Saibam, antes de tudo, que nomenclatura é a terminologia adotada por determinada ciência. No caso do Direito, a “nomenclatura jurídica”. Em síntese, é o conjunto de termos peculiares a uma arte ou ciência, seu vocabulário próprio, sua forma de descrever fatos e objetos do mundo analítico e científico, emergindo daí os códigos.

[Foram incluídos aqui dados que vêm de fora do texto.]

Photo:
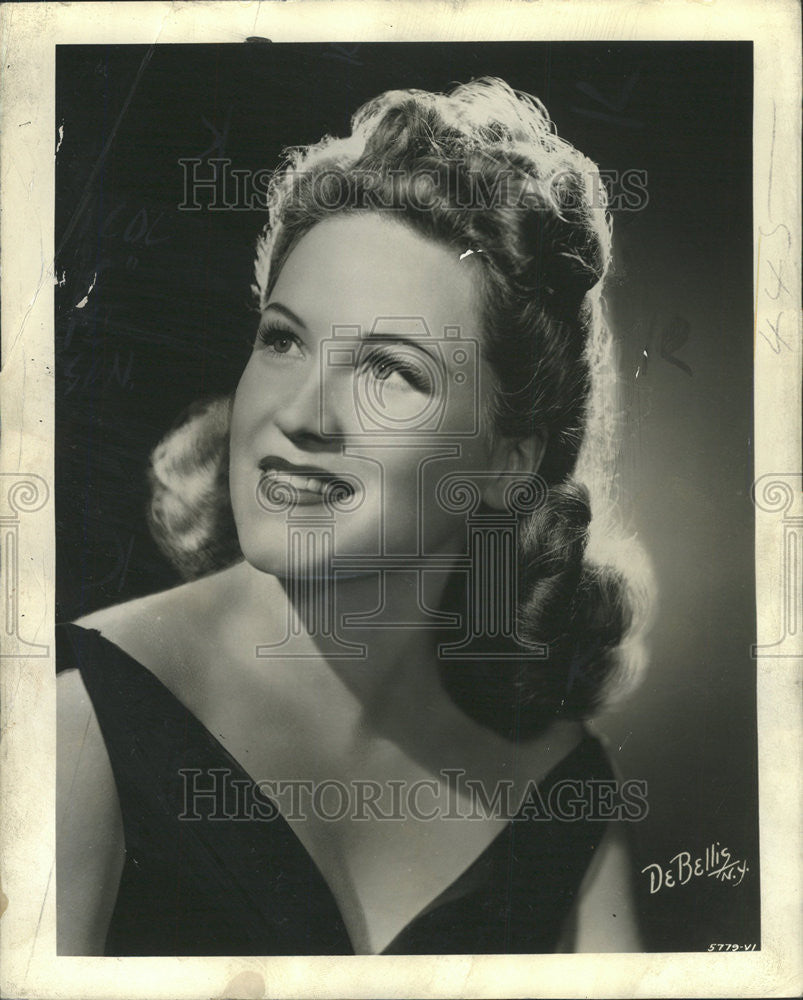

Como bem adverte R. Carlyle, Juiz de Direito com uma biografia extensa, uma das autoridades mais prestigiadas no Judiciário brasileiro por sua linguagem escorreita, “na Ciência Jurídica a nomenclatura é o “nomen júris”. Sendo científica, a linguagem jurídica é precisa, objetiva, denotativa, referencial e autoritária. (...) O mundo jurídico prestigia o vocabulário especializado, a nomenclatura que, no dizer de Miguel Reale, é uma linguagem científica, para que o excesso de palavras plurissignificativas não dificulte a representação simbólica da linguagem. (...) Se toda ciência tem uma linguagem própria, um conjunto de termos para designar seu objeto, um código comunicativo, eliminar a nomenclatura jurídica seria como extinguir do mundo das ciências o Direito como disciplina científica”.